Kandungan total protein yang terdapat pada saliva kurang lebih sebanyak 1,6 mg/mL. Saliva yang diperoleh
dengan melakukan stimulasi memiliki jumlah protein 20% lebih sedikit namun 10x lipat lebih banyak
kandungan sodium klorida serta dua kali lipat jumlah sodium bikarbonat. Hal ini mengakibatkan pH menjadi
bersifat lebih alkali (7,4-7,8) dibandingkan dengan saliva tanpa stimulasi (6,8-7,2).
Komponen Protein yang terdapat di dalam saliva antara lain:

 α-amilase/α1,4 glucan endohydrolase (50%)
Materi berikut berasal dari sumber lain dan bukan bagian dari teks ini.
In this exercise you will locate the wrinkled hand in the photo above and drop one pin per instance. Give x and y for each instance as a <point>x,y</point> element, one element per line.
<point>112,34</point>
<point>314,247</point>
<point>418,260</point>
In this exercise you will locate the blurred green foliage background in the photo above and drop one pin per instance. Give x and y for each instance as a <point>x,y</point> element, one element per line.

 Protein musin (10%): Komponen yang mempengaruhi viskositas saliva. Musin merupakan
proteoglikan yang hanya dihasilkan oleh sel-sel mukus yang berasal dari: 5-15% protein dari kelenjar
submandibular; 10-30% protein yang berasal dari kelenjar sublingual dan sisanya berasal dari kelenjar
mukus minor.
 Protein kaya prolin (40 %)
 Protein lain dalam jumlah kecil: protease, protease inhibitor (cystatins), karbonik anhidrase tipe IV,
statherin, histatins, lisozim, salivari aglutinin dan imunoglobulin A.
Kelenjar saliva juga mensekresikan urea. Dimana beberapa bakteri yang terdapat pada rongga mulut
mengubah urea menjadi amonia dan karbon dioksida dengan bantuan enzim urease. Kandungan amonia yang
lebih tinggi menyebabkan saliva menjadi buffer yang lebih baik terhadap asam dan dapat memberikan proteksi
yang lebih baik terhadap terjadinya karies.

Fungsi saliva

 Membantu pencernaan karbohidrat di mulut melalui kerja enzim amilase yang merupakan suatu
enzim yang memecah polisakarida menjadi disakarida.
 Mempermudah proses menelan dengan membasahi partikel-partikel makanan sehingga saling
menyatu serta dengan menghasilkan mukus yang kental dan licin sebagai pelumas
 Memiliki efek antibakteri, pertama oleh lisozim yaitu enzim yang melisiskan atau menghancurkan
bakteri tertentu dan kedua dengan membilas bahan yang mungkin digunakan bakteri sebagai sumber
makanan.
 Berfungsi sebagai pelarut untuk molekul-molekul yang merangsang papil pengecap.
 Membantu mastikasi dan berbicara karena adanya lubrikasi oral.
 Berperan penting dalam membantu menjaga kesehatan mukosa mulut dengan adanya growth factor
untuk membantu dalam proses penyembuhan luka.
 Aliran saliva yang terus menerus membantu membilas residu makanan, melepaskan sel epitel, dan
benda asing.
 Penyangga bikarbonat di saliva menetralkan asam di makanan serta asam yang dihasilkan oleh
bakteri di mulut, sehingga membantu mencegah karies gigi.

Tingkat keasaman saliva


pH saliva sedikit asam (pH = 6,3 - 6,9). Fungsi utama saliva adalah untuk membantu proses pencernaan,
sehingga pH ini merupakan pH optimum agar fungsi tersebut dapat tercapai. pH saliva dijaga dengan adanya
buffer bikarbonat, selain itu juga dibantu oleh buffer fosfat dan buffer protein. pH dari saliva murni dapat
berubah tergantung dari jenis makanan, obat-obatan yang digunakan, kondisi kesehatan dan lain-lain.
Perubahan permanen dari pH saliva tidak menguntungkan karena hal ini dapat menyebabkan terjadinya
aktivasi berbagai kondisi patologis di dalam mulut.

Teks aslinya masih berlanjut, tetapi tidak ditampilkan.